Brent Thompson 2013

    A common mistake municipalities make in transportation planning is to focus only on the movement of and parking of cars. This is a mistake because the most vital and economically successful communities also focus on bicycles and pedestrians.  It is people out of their cars who shop, stroll, linger, sit on benches, and enter restaurants.  People in cars don’t buy much except gas and “fast food”.

    Plus, people passing through towns don’t tend to stop if a town looks uninteresting and uninviting to walk around in.  Thus, community leaders who ignore or downplay pedestrian and bicycle amenities do so at an economic cost to their communities. 

    But for a community to develop pedestrian and bicycle amenities it first must develop a pedestrian and bicycle transportation plan. This plan needs to include pathways, sidewalks, short cuts, ramps, stairways, and small parks leading to and from places people want to go.  A valuable source of ideas are children.  Kids travel around on foot, and by bicycle, scooter, and skateboard.  They know where routes and improvements need to be that will be convenient for both kids and adults.  Their thoughts and ideas should be heeded.
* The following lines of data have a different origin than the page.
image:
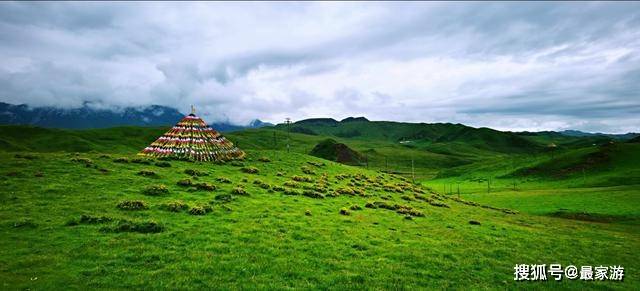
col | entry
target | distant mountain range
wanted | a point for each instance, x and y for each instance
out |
(87, 117)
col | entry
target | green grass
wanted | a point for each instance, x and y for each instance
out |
(266, 239)
(257, 231)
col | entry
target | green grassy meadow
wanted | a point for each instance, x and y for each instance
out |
(78, 210)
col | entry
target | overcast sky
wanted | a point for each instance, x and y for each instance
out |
(510, 66)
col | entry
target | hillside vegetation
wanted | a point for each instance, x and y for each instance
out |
(423, 206)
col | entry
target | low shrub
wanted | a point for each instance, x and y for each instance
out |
(205, 186)
(224, 180)
(163, 164)
(223, 198)
(292, 184)
(237, 164)
(292, 192)
(345, 191)
(313, 194)
(25, 156)
(307, 170)
(24, 223)
(147, 173)
(200, 210)
(184, 182)
(155, 190)
(438, 204)
(143, 161)
(149, 226)
(392, 188)
(87, 162)
(250, 170)
(355, 207)
(316, 164)
(406, 197)
(132, 205)
(195, 173)
(239, 191)
(174, 206)
(302, 179)
(407, 210)
(89, 219)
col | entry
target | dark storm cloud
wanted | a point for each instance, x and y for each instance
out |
(527, 66)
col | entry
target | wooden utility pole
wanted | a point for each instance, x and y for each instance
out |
(385, 164)
(288, 122)
(366, 159)
(275, 141)
(413, 175)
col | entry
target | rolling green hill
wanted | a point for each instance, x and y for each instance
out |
(408, 133)
(283, 219)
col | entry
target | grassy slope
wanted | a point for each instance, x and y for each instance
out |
(266, 240)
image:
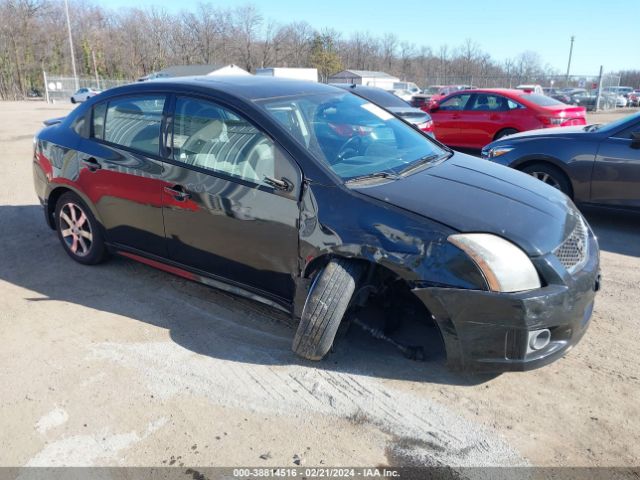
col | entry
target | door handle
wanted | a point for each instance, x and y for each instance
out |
(92, 164)
(178, 193)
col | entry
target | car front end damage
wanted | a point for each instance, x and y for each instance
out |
(489, 331)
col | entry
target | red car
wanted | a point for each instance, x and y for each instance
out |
(474, 118)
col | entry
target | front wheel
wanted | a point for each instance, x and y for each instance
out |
(550, 175)
(78, 230)
(328, 300)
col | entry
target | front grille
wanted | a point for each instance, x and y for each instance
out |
(572, 253)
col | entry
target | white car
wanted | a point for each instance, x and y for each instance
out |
(403, 94)
(83, 94)
(621, 101)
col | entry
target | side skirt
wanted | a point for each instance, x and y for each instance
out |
(201, 277)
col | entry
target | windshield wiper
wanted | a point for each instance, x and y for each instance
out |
(370, 176)
(422, 161)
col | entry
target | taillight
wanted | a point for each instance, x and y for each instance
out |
(426, 126)
(551, 121)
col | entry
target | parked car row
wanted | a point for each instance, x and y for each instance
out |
(317, 201)
(473, 118)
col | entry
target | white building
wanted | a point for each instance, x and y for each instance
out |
(365, 77)
(195, 70)
(310, 74)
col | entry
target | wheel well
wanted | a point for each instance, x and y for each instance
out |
(51, 204)
(495, 137)
(542, 161)
(389, 293)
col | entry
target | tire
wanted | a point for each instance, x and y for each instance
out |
(328, 300)
(78, 230)
(550, 175)
(504, 133)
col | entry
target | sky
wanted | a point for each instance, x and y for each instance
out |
(605, 31)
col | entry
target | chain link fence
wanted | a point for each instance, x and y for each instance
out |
(60, 89)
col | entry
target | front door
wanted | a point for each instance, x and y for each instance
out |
(231, 204)
(616, 173)
(447, 119)
(121, 171)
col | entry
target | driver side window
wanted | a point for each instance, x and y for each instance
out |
(211, 137)
(457, 102)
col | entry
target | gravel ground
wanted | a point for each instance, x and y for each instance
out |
(124, 365)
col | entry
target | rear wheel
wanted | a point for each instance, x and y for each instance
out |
(505, 132)
(328, 300)
(78, 230)
(550, 175)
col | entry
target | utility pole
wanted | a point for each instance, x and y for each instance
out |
(569, 63)
(95, 69)
(73, 55)
(598, 96)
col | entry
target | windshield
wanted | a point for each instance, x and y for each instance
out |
(352, 136)
(621, 122)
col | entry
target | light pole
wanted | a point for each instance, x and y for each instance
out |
(73, 56)
(569, 63)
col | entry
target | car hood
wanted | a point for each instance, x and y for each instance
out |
(473, 195)
(546, 132)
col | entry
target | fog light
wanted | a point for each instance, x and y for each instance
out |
(539, 339)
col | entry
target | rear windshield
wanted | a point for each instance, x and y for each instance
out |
(382, 98)
(541, 100)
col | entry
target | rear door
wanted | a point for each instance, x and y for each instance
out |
(616, 172)
(121, 171)
(484, 115)
(447, 119)
(231, 204)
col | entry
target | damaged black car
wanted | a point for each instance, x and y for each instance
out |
(317, 202)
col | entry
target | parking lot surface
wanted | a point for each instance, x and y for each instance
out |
(121, 364)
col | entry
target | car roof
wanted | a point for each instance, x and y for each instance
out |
(246, 87)
(503, 91)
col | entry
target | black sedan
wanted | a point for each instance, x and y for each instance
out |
(421, 119)
(320, 203)
(597, 164)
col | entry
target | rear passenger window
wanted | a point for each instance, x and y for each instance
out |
(456, 102)
(134, 122)
(209, 136)
(97, 121)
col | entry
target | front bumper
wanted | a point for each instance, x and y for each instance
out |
(489, 332)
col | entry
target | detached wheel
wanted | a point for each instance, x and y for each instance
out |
(78, 230)
(505, 132)
(550, 175)
(327, 302)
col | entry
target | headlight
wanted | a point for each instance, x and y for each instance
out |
(496, 152)
(505, 267)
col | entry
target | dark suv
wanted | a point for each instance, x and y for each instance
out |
(317, 202)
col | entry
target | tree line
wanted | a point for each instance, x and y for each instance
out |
(129, 43)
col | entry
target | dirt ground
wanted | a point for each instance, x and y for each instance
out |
(121, 364)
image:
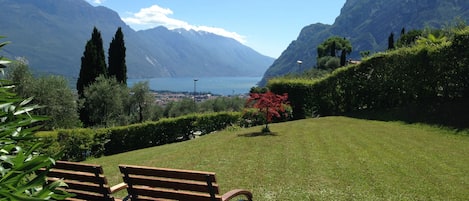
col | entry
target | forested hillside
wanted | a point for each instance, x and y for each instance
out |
(367, 24)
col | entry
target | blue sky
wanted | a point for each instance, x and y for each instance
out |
(267, 26)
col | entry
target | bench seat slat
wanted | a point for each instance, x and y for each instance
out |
(172, 184)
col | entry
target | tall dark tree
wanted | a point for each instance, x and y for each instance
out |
(391, 41)
(117, 66)
(93, 62)
(333, 44)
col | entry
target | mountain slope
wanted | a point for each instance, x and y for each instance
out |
(367, 24)
(52, 35)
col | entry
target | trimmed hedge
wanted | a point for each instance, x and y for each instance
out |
(420, 74)
(78, 144)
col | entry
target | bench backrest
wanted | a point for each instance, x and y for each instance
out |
(148, 183)
(86, 181)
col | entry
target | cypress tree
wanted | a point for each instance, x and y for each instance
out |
(93, 62)
(93, 65)
(117, 66)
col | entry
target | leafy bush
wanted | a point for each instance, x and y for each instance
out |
(419, 74)
(19, 159)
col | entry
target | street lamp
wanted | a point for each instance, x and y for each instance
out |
(299, 62)
(195, 90)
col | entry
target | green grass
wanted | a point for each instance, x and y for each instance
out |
(331, 158)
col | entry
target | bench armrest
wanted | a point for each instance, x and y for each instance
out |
(233, 193)
(118, 187)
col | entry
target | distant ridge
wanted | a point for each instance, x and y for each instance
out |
(52, 34)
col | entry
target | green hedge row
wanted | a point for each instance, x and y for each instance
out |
(419, 74)
(78, 144)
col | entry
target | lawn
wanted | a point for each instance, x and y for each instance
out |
(330, 158)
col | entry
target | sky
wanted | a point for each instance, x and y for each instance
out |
(267, 26)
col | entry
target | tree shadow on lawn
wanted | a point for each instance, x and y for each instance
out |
(451, 114)
(258, 134)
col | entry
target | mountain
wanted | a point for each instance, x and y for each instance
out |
(51, 35)
(367, 24)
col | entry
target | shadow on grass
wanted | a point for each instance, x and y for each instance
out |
(452, 114)
(258, 134)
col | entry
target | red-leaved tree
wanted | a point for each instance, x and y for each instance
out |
(270, 104)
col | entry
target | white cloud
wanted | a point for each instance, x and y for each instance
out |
(157, 16)
(97, 2)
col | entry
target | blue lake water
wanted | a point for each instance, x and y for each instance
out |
(215, 85)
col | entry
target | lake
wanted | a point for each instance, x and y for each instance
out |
(215, 85)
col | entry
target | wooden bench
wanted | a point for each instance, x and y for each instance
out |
(86, 181)
(149, 183)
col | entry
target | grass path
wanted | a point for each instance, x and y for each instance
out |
(331, 158)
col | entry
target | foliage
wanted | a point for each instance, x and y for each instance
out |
(391, 45)
(142, 103)
(328, 51)
(409, 38)
(78, 144)
(333, 45)
(222, 104)
(19, 159)
(93, 63)
(52, 92)
(106, 101)
(117, 67)
(269, 104)
(420, 74)
(180, 108)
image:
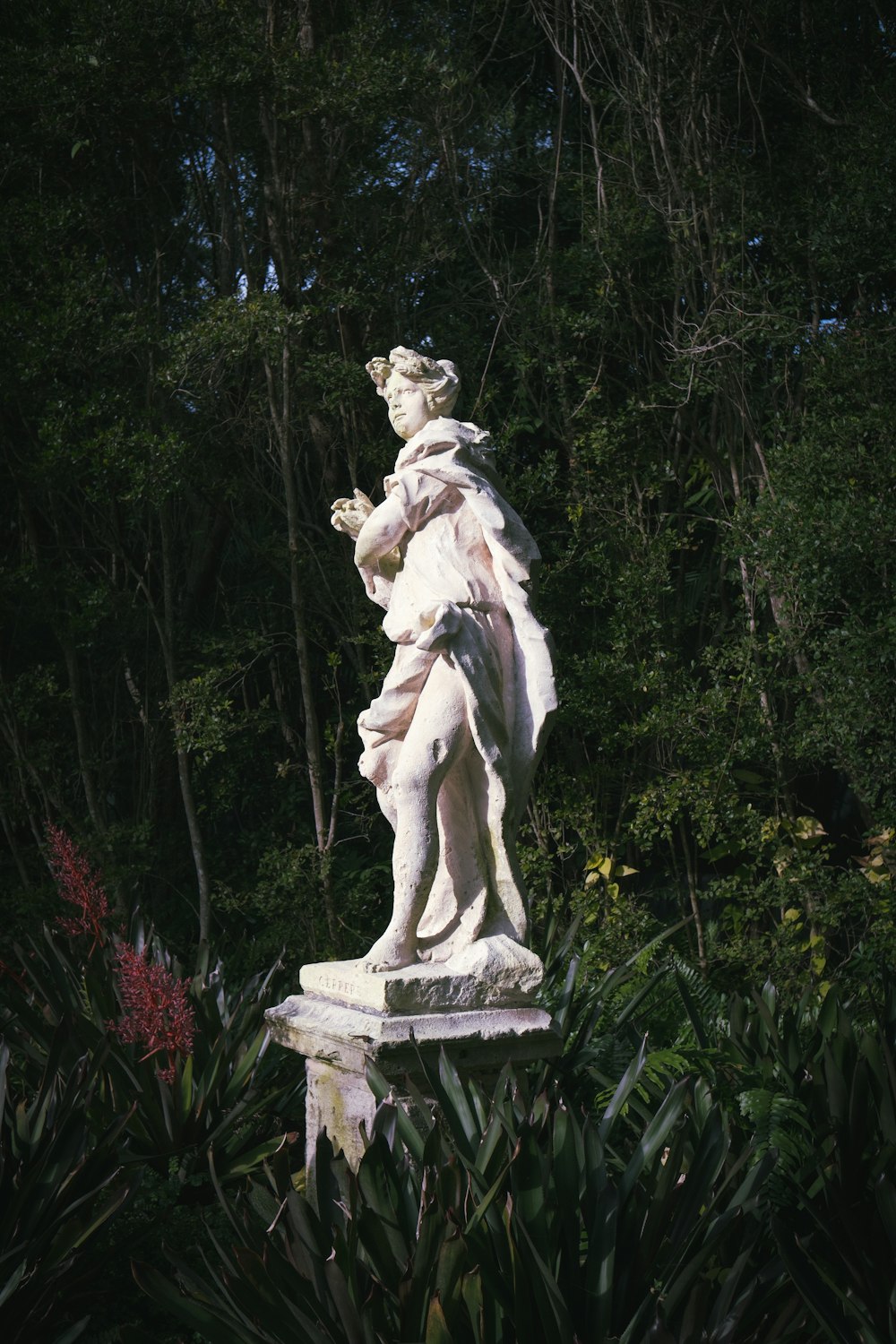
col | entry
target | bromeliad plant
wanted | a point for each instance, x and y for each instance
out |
(188, 1051)
(511, 1219)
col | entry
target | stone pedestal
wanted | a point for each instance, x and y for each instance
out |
(397, 1019)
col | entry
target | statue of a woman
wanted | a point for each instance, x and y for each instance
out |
(452, 738)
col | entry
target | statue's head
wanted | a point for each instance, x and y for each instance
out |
(417, 389)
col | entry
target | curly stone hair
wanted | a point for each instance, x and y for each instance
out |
(440, 378)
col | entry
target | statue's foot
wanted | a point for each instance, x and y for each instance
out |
(392, 952)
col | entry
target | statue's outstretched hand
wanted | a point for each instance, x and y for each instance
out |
(351, 515)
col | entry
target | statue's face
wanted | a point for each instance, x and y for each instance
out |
(409, 409)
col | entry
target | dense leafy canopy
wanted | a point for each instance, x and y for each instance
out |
(659, 241)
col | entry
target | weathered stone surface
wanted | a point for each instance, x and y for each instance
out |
(346, 1037)
(489, 973)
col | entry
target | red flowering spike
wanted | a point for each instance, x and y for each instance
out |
(78, 886)
(155, 1008)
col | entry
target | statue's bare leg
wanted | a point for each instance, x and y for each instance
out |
(435, 741)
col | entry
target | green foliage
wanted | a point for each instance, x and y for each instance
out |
(61, 1180)
(517, 1219)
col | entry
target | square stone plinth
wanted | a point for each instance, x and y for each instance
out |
(339, 1038)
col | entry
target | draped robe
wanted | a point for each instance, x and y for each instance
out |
(461, 593)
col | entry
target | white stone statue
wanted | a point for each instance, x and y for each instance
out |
(454, 737)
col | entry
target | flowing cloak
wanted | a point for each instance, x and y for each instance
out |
(461, 594)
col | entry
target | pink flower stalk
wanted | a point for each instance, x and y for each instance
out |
(78, 886)
(155, 1008)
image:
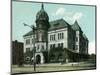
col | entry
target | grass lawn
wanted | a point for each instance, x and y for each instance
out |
(52, 67)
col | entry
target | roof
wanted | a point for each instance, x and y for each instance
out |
(57, 24)
(76, 26)
(29, 33)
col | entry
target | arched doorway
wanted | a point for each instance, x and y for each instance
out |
(38, 59)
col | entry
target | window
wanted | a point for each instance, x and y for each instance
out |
(37, 46)
(42, 47)
(61, 45)
(52, 37)
(32, 41)
(62, 35)
(58, 44)
(58, 36)
(28, 41)
(27, 49)
(53, 45)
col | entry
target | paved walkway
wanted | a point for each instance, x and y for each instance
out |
(52, 67)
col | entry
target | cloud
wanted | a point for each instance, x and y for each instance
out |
(92, 47)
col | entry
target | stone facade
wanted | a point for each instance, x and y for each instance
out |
(54, 34)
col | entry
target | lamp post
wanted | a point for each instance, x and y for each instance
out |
(34, 48)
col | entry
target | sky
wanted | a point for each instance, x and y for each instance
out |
(25, 12)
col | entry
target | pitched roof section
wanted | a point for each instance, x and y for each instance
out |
(58, 24)
(76, 26)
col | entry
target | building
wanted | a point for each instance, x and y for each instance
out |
(17, 53)
(57, 33)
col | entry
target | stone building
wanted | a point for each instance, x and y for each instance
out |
(54, 34)
(17, 53)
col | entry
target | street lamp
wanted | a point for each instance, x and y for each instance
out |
(34, 48)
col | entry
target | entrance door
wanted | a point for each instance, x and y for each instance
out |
(38, 59)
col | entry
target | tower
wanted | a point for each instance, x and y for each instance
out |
(42, 24)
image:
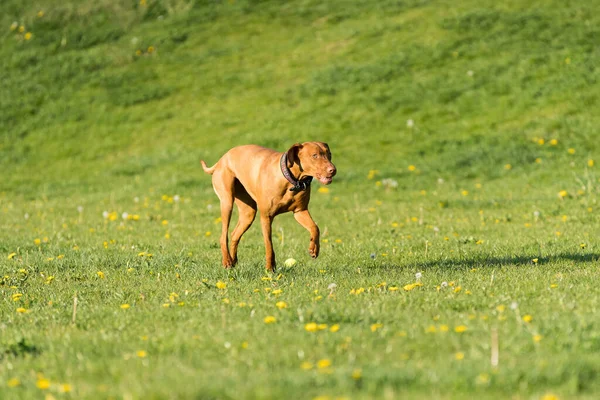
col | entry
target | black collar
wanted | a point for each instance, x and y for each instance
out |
(297, 185)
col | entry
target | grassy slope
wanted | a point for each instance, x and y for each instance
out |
(90, 123)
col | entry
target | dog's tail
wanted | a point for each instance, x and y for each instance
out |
(206, 169)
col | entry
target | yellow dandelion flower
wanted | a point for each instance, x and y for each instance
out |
(281, 305)
(311, 327)
(221, 285)
(14, 382)
(549, 396)
(43, 383)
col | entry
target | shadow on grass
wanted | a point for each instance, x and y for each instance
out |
(514, 260)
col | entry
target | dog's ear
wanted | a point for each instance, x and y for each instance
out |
(293, 156)
(327, 149)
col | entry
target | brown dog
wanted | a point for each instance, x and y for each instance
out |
(256, 178)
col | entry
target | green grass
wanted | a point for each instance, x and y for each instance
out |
(88, 125)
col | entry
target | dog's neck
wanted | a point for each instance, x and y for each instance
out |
(298, 184)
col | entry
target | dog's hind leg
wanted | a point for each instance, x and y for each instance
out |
(246, 213)
(223, 184)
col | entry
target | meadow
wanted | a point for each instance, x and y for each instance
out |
(459, 254)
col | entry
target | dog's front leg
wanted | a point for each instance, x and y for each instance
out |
(265, 222)
(304, 218)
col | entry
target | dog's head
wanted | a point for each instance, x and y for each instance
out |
(314, 159)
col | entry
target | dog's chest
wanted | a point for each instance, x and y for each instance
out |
(290, 201)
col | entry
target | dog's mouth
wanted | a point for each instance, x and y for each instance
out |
(325, 180)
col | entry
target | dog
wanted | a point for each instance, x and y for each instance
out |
(262, 180)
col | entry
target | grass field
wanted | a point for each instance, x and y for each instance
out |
(460, 232)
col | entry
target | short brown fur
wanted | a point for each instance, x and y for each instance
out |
(250, 176)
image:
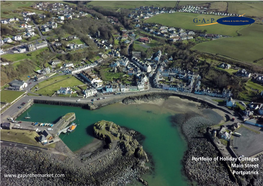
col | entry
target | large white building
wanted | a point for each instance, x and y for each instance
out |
(89, 92)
    A transportation system plan must include safe routes to schools so parents won’t worry about their kids’ safety and will thereby feel less need to drive them.  Routes to schools are best when they are off busy streets.  This means that when cities have what is called poor “connectivity” on back streets, planning commissions and city councils must hold public hearings to decide where new routes are to go to connect streets and where sidewalks should be. 

    Often in the formulation of a transportation plan it is necessary to consider easements for pathways for better “connectivity.”  The public hearing process to determine the location of easements is guaranteed to bring out strong emotions, but it is an essential process if a city is to develop a varied transportation system. 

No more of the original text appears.